*Warning: readers who are squeamish about “girl stuff” should come back another day.
As an adult I’ve been pretty fortunate during that time of the month. As a teen, things weren’t quite as peachy, but as I’ve matured my cycle has pretty much settled into a few inconvenient days, nothing more. I don’t cramp, I don’t bloat, and I’m not a poster child for a Midol commercial. However, I am susceptible to premenstrual hyper-emotional outbursts.
The Douche, ever sensitive, began to attribute any strong emotion I had to PMS, regardless of the date. Of course this infuriated me; it was as good as outright saying that he thought my feelings were invalid. What men don’t seem to get is that monthly hormones don’t create an emotional state. Particularly in those of us who tend to keep our moods tightly reigned in, it’s the control that slips. I find myself expressing what normally I’d be capable of, and prone to, stifling. Sometimes loudly.
I’m aware that casual observers have called me aloof, distant, and even taciturn. I’m not good at sharing intimate self, even with those that are in the “inner circle.” It is part of the reason I use the anonymity of a nom de plume to write, hiding vulnerability in the (illusion of the) facelessness it lends.

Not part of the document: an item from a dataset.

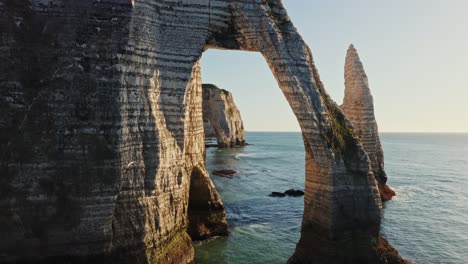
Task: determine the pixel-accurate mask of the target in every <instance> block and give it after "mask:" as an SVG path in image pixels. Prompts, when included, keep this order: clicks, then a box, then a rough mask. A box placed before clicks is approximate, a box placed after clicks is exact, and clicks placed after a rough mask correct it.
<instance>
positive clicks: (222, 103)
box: [202, 84, 246, 147]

They say that still waters run deep. Very often people who feel intensely create barricades to keep themselves from being overwhelmed. And when the barrier crumbles, it can be quite spectacular. In the way an erupting volcano is spectacular. PMS happens to wreak havoc with my emotional cordons, turning a previously stoic, picturesque mountain into Pompeian devastation. Hey, I may be the heroine of this story, but I can admit to being flawed.
Obviously this whole divorce thing has been a veritable landmine of deleterious sentiments. However, in the last four months I’ve done a reasonable job of stuffing those toxic feelings into the metaphoric box of repression where they belong.
Then along comes PMS and I find myself bursting into tears over a TV commercial for dish soap. (I think. Don’t get me started about the abstracts of modern advertisement.) The ad itself isn’t particularly moving, but some small detail reminds me of what I’ve lost. In that moment, hormones become the secret weapon, and thus tipping point, in my perpetual conflict between rational intellect and emotional manifestation. It drives me bonkers.
I wonder if I can apply for early-onset menopause?